La messagerie SMS continue elle aussi de perdre du terrain face aux applications de messagerie instantanée. Le nombre de messages envoyés a chuté de 16,46% sur un an pour s’établir à 1,54 milliard d’unités en 2025, une baisse largement attribuée à la généralisation d’applications telles que WhatsApp.
Parallèlement, la mobilité des consommateurs sur le marché s’intensifie. La portabilité des numéros mobiles a enregistré une progression notable l’an dernier. À la fin de 2025, plus de 1,61 million de numéros avaient été portés d’un opérateur à un autre, soit une hausse de 9,5% par rapport à l’année précédente.
L’écosystème numérique national poursuit également sa structuration à travers le développement des ressources Internet.
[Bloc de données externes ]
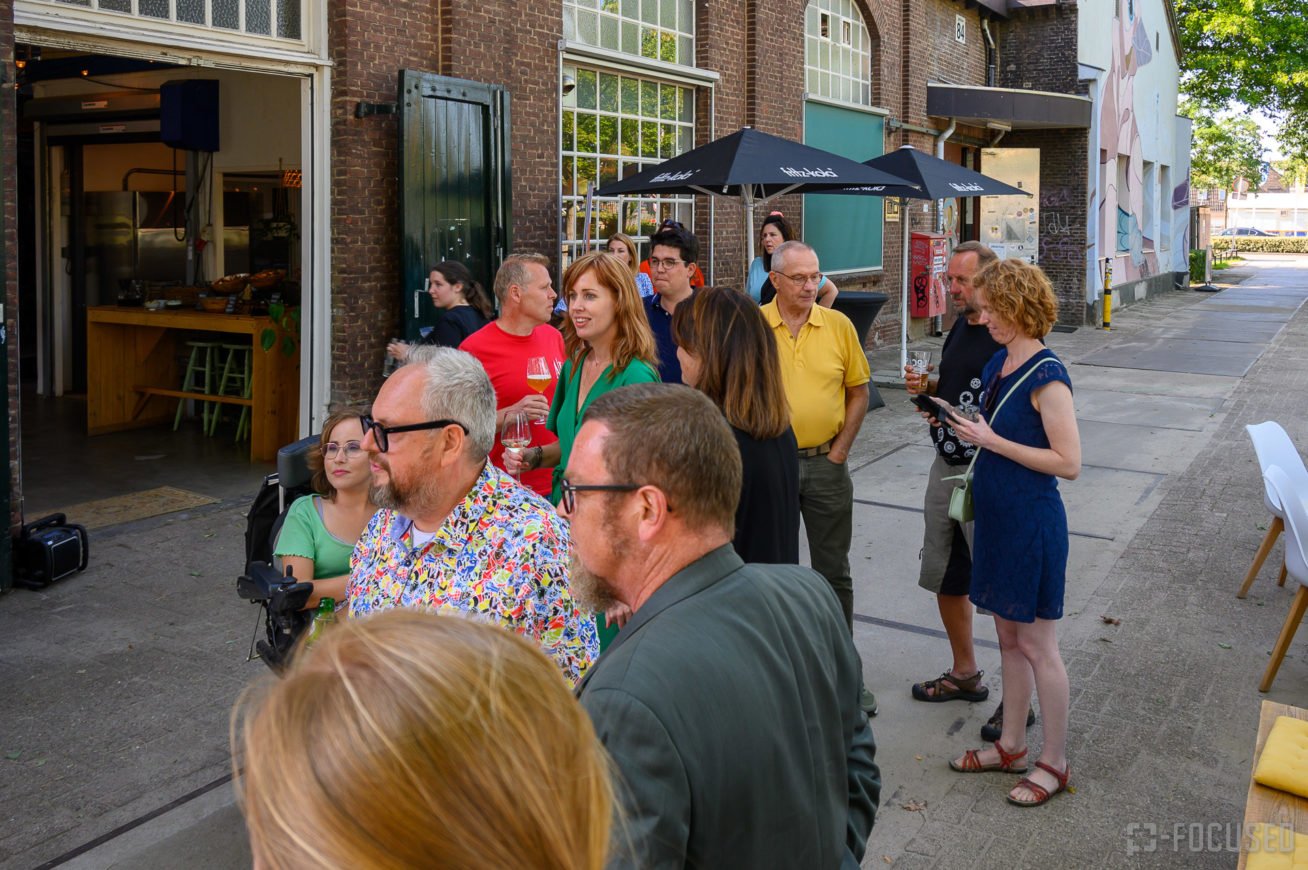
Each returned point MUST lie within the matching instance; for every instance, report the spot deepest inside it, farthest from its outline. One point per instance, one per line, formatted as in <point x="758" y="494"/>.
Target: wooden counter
<point x="130" y="348"/>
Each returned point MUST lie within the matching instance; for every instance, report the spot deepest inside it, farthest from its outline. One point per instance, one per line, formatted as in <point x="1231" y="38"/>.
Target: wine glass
<point x="516" y="433"/>
<point x="538" y="373"/>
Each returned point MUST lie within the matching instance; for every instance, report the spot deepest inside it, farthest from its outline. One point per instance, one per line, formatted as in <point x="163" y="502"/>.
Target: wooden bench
<point x="148" y="393"/>
<point x="1272" y="806"/>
En 2025, plus de 38.500 nouveaux noms de domaine en «.ma» ont été enregistrés, contre près de 34.000 en 2024. Le parc total approche désormais les 134.000 noms de domaine, ce qui correspond à une croissance annuelle d’environ 8%.
Sur le plan des infrastructures numériques, le Maroc confirme sa position importante dans l’allocation des adresses IP sur le continent. Le Royaume détient 11% des plages d’adresses IPv4 attribuées dans la région Afrique et Océan Indien. À la fin de 2025, le pays comptait 12,27 millions d’adresses IPv4 allouées par Afrinic, ce qui en fait le troisième plus grand utilisateur d’adresses IPv4 en Afrique. Le taux d’utilisation atteint 96,4%, signe d’une forte pression sur ces ressources devenues rares.
Concernant la transition vers le protocole IPv6, l’ANRT indique que 81% des adresses allouées au Maroc ont déjà été effectivement attribuées à la fin de l’année. Par ailleurs, trois nouvelles plages d’adresses IPv4 ont été attribuées au pays par Afrinic en 2025, portant à 1.792 le nombre total des nouvelles adresses obtenues au cours de l’année.